ESOPE, rêvant à ses fables,
Parcourait certain jour un bois plein d’Animaux,
Où, pour corriger ses semblables,
Ce sage allait souvent exercer ses pinceaux,
Sans les rendre plus raisonnables.
Les bêtes parlaient dans ce temps.
Ses héros couraient tous écouter leur histoire,
Sitôt qu’il paraissait ; et vous pouvez bien croire
Qu’ils n’étaient pas toujours contents.
Les plus gros trouvaient à redire.
Le Lion se plaignait, non qu’on l’appelât sire,
Droit qu’eut dans tous les temps la griffe des Lions ;
Mais il criait à la satire,
Pour peu qu’on le traitât de mangeur de moutons.
Le Loup en fait autant. Quant à l’Ours, son compère,
Il ne se voyait pas si laid
Qu’on avait bien voulu le faire ;
A l’Ourse ses amours le monstre en appelait.
Le Renard dit son mot. Il n’est pas jusqu’à l’Ane
Qui ne se fâche aussi dans son bruyant patois,
Et ne trouve mauvais que la fable condamne
Les sons cadencés de sa voix.
Ésope était confus de trouver dans la bête
Ce qu’il avait cent fois dans l’homme censuré.

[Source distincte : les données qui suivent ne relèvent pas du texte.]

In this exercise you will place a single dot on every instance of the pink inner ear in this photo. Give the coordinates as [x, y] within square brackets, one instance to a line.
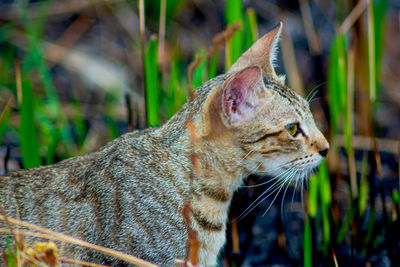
[239, 90]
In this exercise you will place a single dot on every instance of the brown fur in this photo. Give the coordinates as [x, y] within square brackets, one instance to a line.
[129, 195]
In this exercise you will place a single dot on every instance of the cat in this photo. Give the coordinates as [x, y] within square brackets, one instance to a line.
[129, 195]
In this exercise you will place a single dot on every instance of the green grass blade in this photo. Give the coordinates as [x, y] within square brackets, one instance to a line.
[27, 131]
[200, 72]
[213, 65]
[371, 53]
[326, 199]
[337, 82]
[152, 84]
[173, 88]
[313, 197]
[364, 187]
[380, 10]
[233, 14]
[307, 259]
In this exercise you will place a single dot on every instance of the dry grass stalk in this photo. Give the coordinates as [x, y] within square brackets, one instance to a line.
[353, 16]
[6, 108]
[74, 241]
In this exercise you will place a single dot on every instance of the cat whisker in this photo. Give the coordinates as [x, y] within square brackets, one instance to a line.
[276, 195]
[256, 202]
[294, 191]
[251, 151]
[266, 182]
[284, 194]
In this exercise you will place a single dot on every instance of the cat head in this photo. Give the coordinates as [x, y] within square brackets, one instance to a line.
[270, 125]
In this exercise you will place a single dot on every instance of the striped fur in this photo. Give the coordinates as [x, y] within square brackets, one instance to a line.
[129, 195]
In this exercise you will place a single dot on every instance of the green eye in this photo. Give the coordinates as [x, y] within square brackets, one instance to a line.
[292, 129]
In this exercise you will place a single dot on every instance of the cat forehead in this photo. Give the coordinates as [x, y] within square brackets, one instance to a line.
[295, 101]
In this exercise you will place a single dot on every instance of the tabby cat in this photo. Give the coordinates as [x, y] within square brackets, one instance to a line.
[129, 195]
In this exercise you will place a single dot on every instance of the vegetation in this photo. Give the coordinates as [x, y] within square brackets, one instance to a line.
[58, 100]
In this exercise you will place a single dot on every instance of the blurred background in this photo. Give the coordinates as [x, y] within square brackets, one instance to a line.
[76, 74]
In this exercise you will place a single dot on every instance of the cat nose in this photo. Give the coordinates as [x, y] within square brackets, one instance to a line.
[324, 152]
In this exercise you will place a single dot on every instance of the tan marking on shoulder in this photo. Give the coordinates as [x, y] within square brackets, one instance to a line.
[205, 223]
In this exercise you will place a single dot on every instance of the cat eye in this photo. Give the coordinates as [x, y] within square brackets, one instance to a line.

Que cela ne vous inquiète,
Leur dit-il, mes amis, je me corrigerai.
À quelque temps de là, le conteur de Phrygie
Reparaît. Chacun d’accourir.
« J’ai refait mon travail. Voyez donc, je vous prie,
S’il peut, messieurs, vous convenir. »
Il fit cette fois-ci du lion un Hermite,
Un sage, un petit saint, vivant d’herbage et d’eau,
Le frère ou cousin de l’Agneau,
Le Loup, devint Brebis ; et l’Ours hétéroclite
Un joli petit-maître, élégant, frais et beau,
Il donnait au Baudet la voix de Philomèle,
Au Tigre un cœur de tourterelle.
Chacun s’en va content ; et partant, chacun rit
Du portrait de son camarade.
L’Âne, faisant une gambade,
Dit : Je suis ressemblant. Cet homme a de l’esprit.
J’ai fait des Animaux les précepteurs des hommes,
Se disait Esope en secret ;
Et les voilà plus sots et plus fous que nous sommes,
N’écoutant que l’orgueil et leur propre intérêt !
La nature est ainsi bâtie.
Taisons-nous, et laissons le monde comme il est :
Vouloir le corriger serait une folie.